Lysine demethylase 2A promotes the progression of ovarian cancer by regulating the PI3K pathway and reversing epithelial‑mesenchymal transition.

Oncology reports (2018-11-30)
Dan-Hua Lu, Jiang Yang, Li-Kun Gao, Jie Min, Jian-Ming Tang, Ming Hu, Yang Li, Su-Ting Li, Jing Chen, Li Hong
RÉSUMÉ

Metastasis is the most common cause of death in ovarian cancer patients but remains largely untreated. Epithelial‑mesenchymal transition (EMT) is critical for the conversion of early‑stage ovarian tumors into metastatic malignancies. Thus, investigating the signaling pathways promoting EMT may identify potential targets for the treatment of metastatic ovarian cancer. Lysine demethylase 2A (KDM2A), also known as FBXL11 and JHDM1A, is a histone H3 lysine 36 (H3K36) demethylase that regulates EMT and the metastasis of ovarian cancer. However, the function and underlying mechanisms of EMT suppression in ovarian cancer have not been thoroughly elucidated to date. In the present study, we used Gene Expression Omnibus (GEO) databases to determine that KDM2A is significantly upregulated in human ovarian cancers. KDM2A expression was assessed by immunohistochemistry of epithelial ovarian cancer (EOC) borderline ovarian tumors and normal ovary tissues. Seven fresh EOC tissues and 3 fresh normal ovary tissues were collected for western blot analysis. Kaplan‑Meier survival curves were constructed to identify genes related to EOC prognosis from the TCGA data portal. Stable KDM2A‑knockdown cell lines were established to study the biological functions and underlying mechanisms of KDM2A in EMT in vitro. GEO database analysis revealed that KDM2A was highly upregulated in EOC tissues; this analysis was accompanied by immunochemistry and western blot analysis using samples of human tissues.

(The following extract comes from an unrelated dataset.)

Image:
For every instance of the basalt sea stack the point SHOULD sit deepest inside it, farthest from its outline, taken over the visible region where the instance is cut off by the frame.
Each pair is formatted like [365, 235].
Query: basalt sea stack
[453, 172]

High expression of KDM2A was associated with poor survival in EOC patients. KDM2A knockdown promoted apoptosis and suppressed the proliferation, migration and invasion of tumor cells in vitro. EMT and the PI3K/AKT/mTOR signaling pathway were suppressed in KDM2A‑silenced cells. Inactivation of the PI3K/AKT/mTOR signaling pathway in A2780 cells induced EMT inhibition. Our data revealed that KDM2A functions as a tumor oncogene, and the downregulation of KDM2A expression regulates EMT and EOC progression, providing a valuable prognostic marker and potential target for the treatment of EOC patients.